Depuis le début de l’été 2020, la livre libanaise semble avoir atteint un niveau relativement stable vis-à-vis du dollar américain, poussant certains à penser que la monnaie nationale pourrait se rétablir progressivement. Mais si le pays ne procède pas à des changements rapides, la livre pourrait au contraire connaître une dégringolade accélérée, synonyme de graves conséquences sociales.
Quelle devrait être, aujourd’hui, la parité de la livre vis-à-vis du dollar ? La réponse est très difficile, car elle dépend du contexte et de la méthode utilisée (rapprochement des flux de capitaux entrants et sortants ; compétitivité, cherté de la vie et taux de change effectif réel ; anticipations du marché, confiance dans l’économie et dans la solidité du secteur bancaire).
Adoptons, pour l’exemple, une méthode « statique », basée sur un principe similaire aux currency boards (mis en place dans nombre de pays ayant des problèmes de balance des paiements et connaissant des crises de confiance comme le Liban), consistant à dire que pour garantir la parité de la livre, la banque centrale devrait disposer de réserves en dollars équivalant à chaque livre en circulation et à chaque dollar déposé au Liban.
Ce dernier point est essentiel, car si les dollars déposés dans les banques libanaises n’ont pas de contrepartie (auprès de ces banques, de leurs correspondants ou de la banque centrale), ils risquent de ne pas être remboursés ; le secteur bancaire et la Banque du Liban (BDL) pourraient alors être contraints de convertir et payer les dépôts en livres libanaises (ce qui donne lieu à un vaste débat entre ceux qui affirment qu’une telle manœuvre est légitime au regard du droit et ceux qui disent qu’elle est illégale).
L’ensemble des dépôts dans les banques libanaises, en dollars et en livres (à la parité de 1 500 livres pour un dollar), s’élève aujourd’hui à environ 150 milliards de dollars.

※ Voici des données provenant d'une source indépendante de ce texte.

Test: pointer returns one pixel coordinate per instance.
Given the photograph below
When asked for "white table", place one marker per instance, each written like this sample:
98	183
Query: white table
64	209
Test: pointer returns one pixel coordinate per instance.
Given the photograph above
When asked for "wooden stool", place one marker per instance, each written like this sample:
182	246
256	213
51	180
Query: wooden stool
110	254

En face, le total des réserves en devises de la banque centrale serait, lui, d’environ 20 milliards de dollars.
Si l’on adopte donc une méthode « statique » (faisant pour l’instant l’impasse sur les flux financiers réels entrants et sortants) et l’on suppose que tous les déposants se présentent immédiatement pour exiger leurs dépôts (ce qui correspond au cas de panique actuelle sur le marché libanais), il devient évident que les autorités ne pourraient les rembourser et devraient convertir ces avoirs en livres (ce qui, en pratique, est fait aujourd’hui, puisque les banques permettent aux déposants de retirer leurs dépôts en dollars, en les payant en livres, mais seulement au compte-gouttes et avec un plafond strict).

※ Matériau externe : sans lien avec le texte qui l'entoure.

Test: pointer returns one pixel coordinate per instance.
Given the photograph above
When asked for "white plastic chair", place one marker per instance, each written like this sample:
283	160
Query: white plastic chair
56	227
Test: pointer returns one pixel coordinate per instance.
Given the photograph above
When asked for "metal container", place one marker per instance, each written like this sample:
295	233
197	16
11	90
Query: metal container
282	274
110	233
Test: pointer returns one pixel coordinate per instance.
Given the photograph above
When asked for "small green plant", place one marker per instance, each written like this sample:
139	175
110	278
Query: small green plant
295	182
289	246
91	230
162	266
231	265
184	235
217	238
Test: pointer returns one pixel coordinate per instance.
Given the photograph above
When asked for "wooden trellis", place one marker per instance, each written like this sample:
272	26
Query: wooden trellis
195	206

Si tous les dépôts devaient être payés d’un coup en dollars, la BDL serait en pratique contrainte de convertir tous ces dépôts en livres (au taux de 1 500 livres pour un dollar) puis de céder ensuite aux déposants tous les dollars « frais » qu’elle a en réserve contre ces livres.

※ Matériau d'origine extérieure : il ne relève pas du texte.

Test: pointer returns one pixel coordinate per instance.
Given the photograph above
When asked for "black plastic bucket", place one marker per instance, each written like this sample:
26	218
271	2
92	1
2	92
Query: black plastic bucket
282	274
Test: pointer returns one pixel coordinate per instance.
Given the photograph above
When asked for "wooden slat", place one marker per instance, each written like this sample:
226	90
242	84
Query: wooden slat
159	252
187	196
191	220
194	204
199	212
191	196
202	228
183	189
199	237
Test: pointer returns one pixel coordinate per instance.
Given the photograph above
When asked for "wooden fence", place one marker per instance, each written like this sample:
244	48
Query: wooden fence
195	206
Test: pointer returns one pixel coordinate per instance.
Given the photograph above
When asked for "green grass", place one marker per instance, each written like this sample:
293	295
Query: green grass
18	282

Le taux de change d’équilibre serait alors de 11 250 livres pour un dollar (150 milliards multipliés par 1 500 livres pour un dollar, divisés par 20 milliards). Ce taux est totalement théorique. Si la banque centrale doit garder par exemple la moitié de ses réserves pour subvenir aux besoins immédiats de la population (électricité, essence, mazout, produits pharmaceutiques, farine et produits alimentaires) pendant deux à trois ans, il n’y aurait que 10 milliards à disposition, et le taux de change d’équilibre serait alors à 22 500 livres pour un dollar ; voire beaucoup plus, dépendamment du niveau de devises réellement disponibles.
En réalité, à ce stade, les chiffres ne comptent plus, l’essentiel est de savoir que si les choses se poursuivent telles quelles, la tendance de la livre ne pourrait être que négative. Rien que l’évocation par le gouverneur de la banque centrale d’une levée (totale ou partielle?) des subventions sur les biens de première nécessité d’ici la fin de l’année risque de provoquer des achats de dollars en anticipation, et donc induire - involontairement - une chute de la monnaie nationale.